The drug, developed by the charity's clinical unit at Newcastle University, has been designed to destroy the protection enjoyed by cancer cells.
Radiotherapy kills cancer cells by causing damage to DNA. But the DNA damage repair kit - the body's Sir Lancelot which is present in all cells - rides to the rescue of the beleaguered cells and can get in the way of effective treatment.
The new drug will, in turn, disable the DNA repair process and allow radiotherapy to target tumours with deadly accuracy, according to research leader Professor Hilary Calvert, speaking at Cancer Research UK's first annual conference in Kenilworth, Warwickshire.
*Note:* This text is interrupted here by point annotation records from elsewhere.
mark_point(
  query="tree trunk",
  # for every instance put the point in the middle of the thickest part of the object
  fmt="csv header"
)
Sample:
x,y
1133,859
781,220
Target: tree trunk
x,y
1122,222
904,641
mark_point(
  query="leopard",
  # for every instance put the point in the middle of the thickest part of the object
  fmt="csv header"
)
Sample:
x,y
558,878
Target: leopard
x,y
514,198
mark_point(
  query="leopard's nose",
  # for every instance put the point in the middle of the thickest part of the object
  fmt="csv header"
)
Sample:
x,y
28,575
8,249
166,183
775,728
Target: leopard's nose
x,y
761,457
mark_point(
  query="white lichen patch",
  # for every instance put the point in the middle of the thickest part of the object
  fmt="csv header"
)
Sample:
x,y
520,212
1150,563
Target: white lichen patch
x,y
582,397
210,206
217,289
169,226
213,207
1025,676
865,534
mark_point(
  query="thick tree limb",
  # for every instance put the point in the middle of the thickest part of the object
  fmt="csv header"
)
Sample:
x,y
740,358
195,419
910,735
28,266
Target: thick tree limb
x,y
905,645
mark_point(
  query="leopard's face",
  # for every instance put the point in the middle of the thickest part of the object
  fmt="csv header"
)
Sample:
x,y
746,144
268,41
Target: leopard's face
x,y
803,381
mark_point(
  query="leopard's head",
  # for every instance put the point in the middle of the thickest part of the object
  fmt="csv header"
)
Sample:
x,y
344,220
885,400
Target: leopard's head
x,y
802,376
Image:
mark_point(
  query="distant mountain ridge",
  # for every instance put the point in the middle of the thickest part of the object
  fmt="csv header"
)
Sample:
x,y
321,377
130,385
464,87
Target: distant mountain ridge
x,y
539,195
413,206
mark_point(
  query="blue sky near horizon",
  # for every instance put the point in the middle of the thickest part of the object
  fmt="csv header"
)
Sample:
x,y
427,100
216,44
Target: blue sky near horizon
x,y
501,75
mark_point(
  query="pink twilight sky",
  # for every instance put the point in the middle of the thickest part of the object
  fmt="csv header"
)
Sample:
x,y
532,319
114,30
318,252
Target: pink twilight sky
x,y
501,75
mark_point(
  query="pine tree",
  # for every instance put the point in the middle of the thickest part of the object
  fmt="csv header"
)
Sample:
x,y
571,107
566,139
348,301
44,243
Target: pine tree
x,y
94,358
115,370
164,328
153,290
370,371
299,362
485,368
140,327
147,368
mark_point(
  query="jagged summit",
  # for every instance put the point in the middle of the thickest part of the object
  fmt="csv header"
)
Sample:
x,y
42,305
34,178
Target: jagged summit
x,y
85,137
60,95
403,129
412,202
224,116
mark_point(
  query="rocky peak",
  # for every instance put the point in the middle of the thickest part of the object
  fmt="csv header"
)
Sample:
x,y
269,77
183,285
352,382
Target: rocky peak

Prof Calvert explains: "Our DNA is damaged all the time during life's daily routine. One cell sustains about 30,000 incidents of DNA damage every day through the oxygen and chemicals circulating in the body. Therefore the DNA damage repair process is invaluable and keeps us from dissolving into a blob of jelly."
But the downside of this is that the DNA repair kit also comes to the rescue of cancer cells when they are under attack. This has led scientists to search for a weapon to prevent the repair kit from working on tumours.
The most promising prospect in the armoury is a class of drugs known as PARP inhibitors which block the action of DNA repair enzymes called PARPs1. In pre-clinical studies researchers have found that these drugs are highly effective at sensitising cancer cells to radiotherapy.
Prof Calvert says that one of the problems with radiotherapy - which is the most common way of treating cancer apart from surgery - is that the dose needed to kill large tumours is often too toxic to be sustained by the body.
"We have been trying to find something to make tumours more sensitive to radiotherapy. And we hope the PARP inhibitor will prove an effective radiosensitizer which would be a huge benefit to cancer patients.
"Clinical trials of radiosensitizers have always posed a particularly difficult problem of design because we have to ensure that they are not increasing any side effects to normal tissue," he says. "Many of the side-effects of radiotherapy are very late and can occur many months or years after the original treatment."
Professor Robert Souhami, Director of Clinical Research for Cancer Research UK, says: "The development and production of the PARP inhibitors mean we have a potentially very exciting new approach to cancer treatment.
"But there is still much work to be done. We hope clinical trials will start soon but these would take several years to complete before any drug could be licensed for general use."